UN calls for international genocide tribunal on Myanmar
UN investigators called this week for international investigation and prosecution of the Myanmar military (Tatmadaw) for genocide and atrocities perpetrated against minorities including the mainly-Christian Kachin.
The meticulous 400-page final report, released 18 September, documents almost a decade of crimes against humanity in harrowing detail, amounting “to the gravest crimes under international law”.
Press attention has focused on the elements of the report condemning genocide against Rohingya Muslims in Rakhine state. But the report also highlights “similar patterns of conduct by security forces” in Kachin and Shan states in Myanmar.
The commission identified a “culture of impunity” in the military forces and named six top-ranking officials, including Myanmar’s army chief, Min Aung Hlaing, who should face immediate sanctions and international trial for war crimes.
Civilian leaders were also criticised for their complicity, the report stating that, “Ignorance on the part of the Myanmar civilian authorities was effectively impossible.”
During the 15-month investigation, UN investigators were repeatedly denied visas to Myanmar. Documentary evidence was compiled from satellite imagery and over 800 interviews which revealed a pattern of systematic targeting of civilians with acts of sexual violence, torture, and forced labour.
A Kachin Christian woman recounted, “I was beaten with belts and knives. Both my parents were killed. They were tied up and burned.
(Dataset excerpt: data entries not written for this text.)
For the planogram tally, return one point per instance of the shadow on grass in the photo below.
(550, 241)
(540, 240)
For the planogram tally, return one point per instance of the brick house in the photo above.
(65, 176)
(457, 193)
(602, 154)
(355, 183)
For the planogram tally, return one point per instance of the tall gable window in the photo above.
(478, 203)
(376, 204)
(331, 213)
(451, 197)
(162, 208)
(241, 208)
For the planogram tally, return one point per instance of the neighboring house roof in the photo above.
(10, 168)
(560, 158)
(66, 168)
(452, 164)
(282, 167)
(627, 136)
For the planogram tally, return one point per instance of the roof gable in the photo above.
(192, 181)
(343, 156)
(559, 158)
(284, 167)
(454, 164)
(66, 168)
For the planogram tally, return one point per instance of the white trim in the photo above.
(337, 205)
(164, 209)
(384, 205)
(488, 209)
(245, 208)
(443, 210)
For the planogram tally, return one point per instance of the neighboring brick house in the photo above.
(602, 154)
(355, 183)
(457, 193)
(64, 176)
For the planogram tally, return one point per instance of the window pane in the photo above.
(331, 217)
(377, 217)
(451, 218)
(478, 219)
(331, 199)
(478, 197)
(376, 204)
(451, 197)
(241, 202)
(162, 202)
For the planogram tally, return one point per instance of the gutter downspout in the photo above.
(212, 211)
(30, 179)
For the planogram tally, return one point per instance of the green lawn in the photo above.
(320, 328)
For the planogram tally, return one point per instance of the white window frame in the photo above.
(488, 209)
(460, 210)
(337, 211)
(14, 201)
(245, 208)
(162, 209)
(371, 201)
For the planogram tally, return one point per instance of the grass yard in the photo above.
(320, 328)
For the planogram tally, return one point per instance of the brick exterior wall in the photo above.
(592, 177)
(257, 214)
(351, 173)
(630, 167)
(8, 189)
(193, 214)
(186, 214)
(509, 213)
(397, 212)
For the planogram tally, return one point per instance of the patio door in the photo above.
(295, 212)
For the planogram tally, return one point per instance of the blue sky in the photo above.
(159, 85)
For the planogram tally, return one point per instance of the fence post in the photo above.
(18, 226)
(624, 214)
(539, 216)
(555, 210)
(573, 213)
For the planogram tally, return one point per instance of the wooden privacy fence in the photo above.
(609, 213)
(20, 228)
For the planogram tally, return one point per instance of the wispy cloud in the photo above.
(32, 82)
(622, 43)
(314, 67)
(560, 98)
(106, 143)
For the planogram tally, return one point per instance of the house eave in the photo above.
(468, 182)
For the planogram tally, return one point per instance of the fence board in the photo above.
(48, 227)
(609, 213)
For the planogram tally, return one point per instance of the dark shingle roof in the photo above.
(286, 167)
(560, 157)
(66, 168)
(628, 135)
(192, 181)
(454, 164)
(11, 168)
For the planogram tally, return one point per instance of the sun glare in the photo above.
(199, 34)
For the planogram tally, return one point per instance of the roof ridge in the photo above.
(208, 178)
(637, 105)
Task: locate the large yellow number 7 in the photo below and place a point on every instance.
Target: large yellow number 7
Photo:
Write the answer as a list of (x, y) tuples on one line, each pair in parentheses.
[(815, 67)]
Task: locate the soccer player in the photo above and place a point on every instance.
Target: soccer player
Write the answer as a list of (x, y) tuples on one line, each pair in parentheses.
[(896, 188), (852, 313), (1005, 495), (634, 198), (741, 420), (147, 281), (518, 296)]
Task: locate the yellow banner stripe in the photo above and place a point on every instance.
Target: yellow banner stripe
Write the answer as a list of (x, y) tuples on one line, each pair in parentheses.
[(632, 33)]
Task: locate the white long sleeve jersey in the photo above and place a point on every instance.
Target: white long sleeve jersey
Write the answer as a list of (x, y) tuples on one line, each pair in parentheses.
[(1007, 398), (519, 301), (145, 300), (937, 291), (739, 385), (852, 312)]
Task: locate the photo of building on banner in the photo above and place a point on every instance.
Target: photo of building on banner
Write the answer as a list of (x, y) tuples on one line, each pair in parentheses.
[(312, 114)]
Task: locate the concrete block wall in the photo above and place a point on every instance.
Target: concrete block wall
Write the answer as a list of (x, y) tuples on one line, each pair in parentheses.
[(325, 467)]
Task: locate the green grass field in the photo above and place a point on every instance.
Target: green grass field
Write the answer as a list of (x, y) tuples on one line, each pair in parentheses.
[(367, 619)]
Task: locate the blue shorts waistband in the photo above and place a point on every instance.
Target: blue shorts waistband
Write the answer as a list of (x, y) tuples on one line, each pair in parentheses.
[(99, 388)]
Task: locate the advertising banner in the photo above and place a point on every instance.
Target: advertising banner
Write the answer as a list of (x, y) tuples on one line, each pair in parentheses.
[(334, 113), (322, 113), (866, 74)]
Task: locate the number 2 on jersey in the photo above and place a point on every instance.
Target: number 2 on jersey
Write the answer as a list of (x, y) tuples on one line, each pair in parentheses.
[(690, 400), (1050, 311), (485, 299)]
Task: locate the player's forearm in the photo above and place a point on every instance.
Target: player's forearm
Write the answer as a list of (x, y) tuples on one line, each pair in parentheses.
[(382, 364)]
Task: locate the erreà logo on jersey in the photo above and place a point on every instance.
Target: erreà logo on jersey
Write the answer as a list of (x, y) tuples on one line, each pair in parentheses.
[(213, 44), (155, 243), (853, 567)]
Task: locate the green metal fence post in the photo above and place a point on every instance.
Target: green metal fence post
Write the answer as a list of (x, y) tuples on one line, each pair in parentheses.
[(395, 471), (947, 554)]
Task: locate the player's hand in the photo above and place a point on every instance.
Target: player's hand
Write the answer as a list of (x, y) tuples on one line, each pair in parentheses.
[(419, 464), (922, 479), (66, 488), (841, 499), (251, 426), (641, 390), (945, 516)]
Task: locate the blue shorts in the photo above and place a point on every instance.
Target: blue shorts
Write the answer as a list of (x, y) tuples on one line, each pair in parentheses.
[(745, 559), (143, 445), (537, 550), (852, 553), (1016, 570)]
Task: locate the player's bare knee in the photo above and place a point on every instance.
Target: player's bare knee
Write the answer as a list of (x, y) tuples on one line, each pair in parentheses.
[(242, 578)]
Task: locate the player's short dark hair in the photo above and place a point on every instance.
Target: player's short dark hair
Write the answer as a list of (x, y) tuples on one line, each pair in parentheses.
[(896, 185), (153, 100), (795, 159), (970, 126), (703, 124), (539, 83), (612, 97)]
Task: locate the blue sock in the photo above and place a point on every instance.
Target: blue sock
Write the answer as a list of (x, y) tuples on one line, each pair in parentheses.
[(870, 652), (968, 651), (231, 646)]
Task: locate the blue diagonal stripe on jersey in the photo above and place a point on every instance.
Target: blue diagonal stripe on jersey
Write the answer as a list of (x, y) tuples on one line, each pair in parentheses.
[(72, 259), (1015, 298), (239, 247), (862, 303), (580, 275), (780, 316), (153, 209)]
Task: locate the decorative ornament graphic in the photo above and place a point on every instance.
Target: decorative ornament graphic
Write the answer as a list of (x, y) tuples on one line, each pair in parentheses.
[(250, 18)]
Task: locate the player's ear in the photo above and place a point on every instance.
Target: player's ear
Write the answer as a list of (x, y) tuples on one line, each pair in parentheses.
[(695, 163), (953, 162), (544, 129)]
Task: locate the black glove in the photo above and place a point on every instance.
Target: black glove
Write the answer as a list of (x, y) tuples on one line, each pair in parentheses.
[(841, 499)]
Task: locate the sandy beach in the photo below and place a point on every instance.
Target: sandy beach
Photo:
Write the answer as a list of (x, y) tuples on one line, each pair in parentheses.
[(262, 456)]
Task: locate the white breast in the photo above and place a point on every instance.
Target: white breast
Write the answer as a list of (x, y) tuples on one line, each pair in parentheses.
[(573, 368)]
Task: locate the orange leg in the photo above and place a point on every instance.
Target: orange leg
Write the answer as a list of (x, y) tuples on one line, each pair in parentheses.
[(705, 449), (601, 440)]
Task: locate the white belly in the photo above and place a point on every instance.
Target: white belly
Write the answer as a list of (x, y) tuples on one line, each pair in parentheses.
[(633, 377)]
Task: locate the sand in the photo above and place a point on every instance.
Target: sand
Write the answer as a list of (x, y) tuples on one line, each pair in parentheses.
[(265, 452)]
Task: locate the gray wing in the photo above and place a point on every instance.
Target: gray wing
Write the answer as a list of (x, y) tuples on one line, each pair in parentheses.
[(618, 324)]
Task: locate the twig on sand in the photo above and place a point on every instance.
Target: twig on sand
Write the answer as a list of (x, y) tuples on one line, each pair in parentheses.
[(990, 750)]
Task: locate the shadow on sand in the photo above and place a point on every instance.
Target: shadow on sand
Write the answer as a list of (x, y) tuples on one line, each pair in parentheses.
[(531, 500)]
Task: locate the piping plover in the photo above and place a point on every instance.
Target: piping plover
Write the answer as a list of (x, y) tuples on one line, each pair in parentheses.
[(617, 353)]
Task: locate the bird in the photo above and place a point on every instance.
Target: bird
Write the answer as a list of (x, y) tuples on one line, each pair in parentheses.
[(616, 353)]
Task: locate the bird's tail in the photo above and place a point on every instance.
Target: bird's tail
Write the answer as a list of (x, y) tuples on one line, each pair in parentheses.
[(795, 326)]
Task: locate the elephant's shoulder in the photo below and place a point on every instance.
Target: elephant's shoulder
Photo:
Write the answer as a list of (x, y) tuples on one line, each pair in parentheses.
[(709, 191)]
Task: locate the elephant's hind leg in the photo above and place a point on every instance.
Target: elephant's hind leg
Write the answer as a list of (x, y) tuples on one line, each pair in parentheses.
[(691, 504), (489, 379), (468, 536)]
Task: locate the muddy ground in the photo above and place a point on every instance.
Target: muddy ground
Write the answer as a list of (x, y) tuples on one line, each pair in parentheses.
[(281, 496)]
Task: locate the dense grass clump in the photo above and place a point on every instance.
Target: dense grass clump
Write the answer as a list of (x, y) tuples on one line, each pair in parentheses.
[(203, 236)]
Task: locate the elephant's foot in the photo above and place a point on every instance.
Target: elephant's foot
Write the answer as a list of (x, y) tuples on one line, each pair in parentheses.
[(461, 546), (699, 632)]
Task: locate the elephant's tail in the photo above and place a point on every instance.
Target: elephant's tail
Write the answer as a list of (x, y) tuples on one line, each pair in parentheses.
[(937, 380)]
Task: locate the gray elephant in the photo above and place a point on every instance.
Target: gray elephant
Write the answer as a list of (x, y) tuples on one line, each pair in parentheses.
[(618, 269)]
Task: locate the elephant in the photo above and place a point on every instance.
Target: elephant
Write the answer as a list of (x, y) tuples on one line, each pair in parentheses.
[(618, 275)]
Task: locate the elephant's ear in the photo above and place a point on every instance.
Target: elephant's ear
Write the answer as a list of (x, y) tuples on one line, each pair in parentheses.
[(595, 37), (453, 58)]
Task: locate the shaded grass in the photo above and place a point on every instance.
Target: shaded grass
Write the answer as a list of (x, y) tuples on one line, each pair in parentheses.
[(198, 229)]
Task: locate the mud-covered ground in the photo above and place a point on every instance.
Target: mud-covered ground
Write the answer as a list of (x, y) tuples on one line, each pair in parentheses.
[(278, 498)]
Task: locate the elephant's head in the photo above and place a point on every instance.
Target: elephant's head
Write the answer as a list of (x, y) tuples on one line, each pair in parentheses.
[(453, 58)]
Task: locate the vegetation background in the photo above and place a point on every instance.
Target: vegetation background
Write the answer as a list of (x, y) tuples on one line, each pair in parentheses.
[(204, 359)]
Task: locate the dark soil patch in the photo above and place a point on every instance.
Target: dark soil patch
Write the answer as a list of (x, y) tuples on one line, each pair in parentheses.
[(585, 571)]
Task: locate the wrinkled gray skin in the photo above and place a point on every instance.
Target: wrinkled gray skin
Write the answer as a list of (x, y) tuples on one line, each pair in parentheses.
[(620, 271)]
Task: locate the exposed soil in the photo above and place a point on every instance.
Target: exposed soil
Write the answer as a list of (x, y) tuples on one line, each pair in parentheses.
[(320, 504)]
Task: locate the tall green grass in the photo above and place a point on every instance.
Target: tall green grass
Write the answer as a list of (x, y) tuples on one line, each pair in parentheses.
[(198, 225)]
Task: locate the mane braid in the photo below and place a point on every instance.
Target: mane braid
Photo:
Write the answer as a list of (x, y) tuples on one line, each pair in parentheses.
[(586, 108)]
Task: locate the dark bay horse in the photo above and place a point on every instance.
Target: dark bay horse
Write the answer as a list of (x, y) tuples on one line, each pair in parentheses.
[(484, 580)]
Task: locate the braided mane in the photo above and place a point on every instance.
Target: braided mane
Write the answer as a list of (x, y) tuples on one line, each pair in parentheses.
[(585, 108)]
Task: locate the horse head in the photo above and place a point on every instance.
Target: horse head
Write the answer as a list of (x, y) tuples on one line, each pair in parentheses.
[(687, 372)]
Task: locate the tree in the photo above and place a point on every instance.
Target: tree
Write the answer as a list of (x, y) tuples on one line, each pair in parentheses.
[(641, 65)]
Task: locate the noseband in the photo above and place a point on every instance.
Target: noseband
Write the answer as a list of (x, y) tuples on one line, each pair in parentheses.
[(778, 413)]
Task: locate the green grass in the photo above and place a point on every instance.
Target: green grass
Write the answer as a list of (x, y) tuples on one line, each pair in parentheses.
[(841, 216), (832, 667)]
Their house was set on fire by five soldiers. They took me outside the house to rape me. I was taken by one man with three stars on his badge to the back of the house. He beat me with the butt of his gun and a belt. They wanted money and were not happy because my family was Christian.”
The investigation also found evidence that Kachin Christian women are routinely targeted for forced marriage to army officers and pressured into converting to Buddhism.
One Kachin detainee described being humiliated for his faith in 2012, “Because I am Christian, they made me imitate Jesus on a cross like the crucifixion. We were treated like animals because they look down on Kachins.”
As many as 10,000 civilians from the mainly-Christian Kachin ethnic minority were displaced in an offensive by the army earlier this year. Barnabas Fund is helping to meet the immediate and longer-term needs of displaced Kachin Christians, supplying food, clothing and shelter and enabling children to continue their school studies.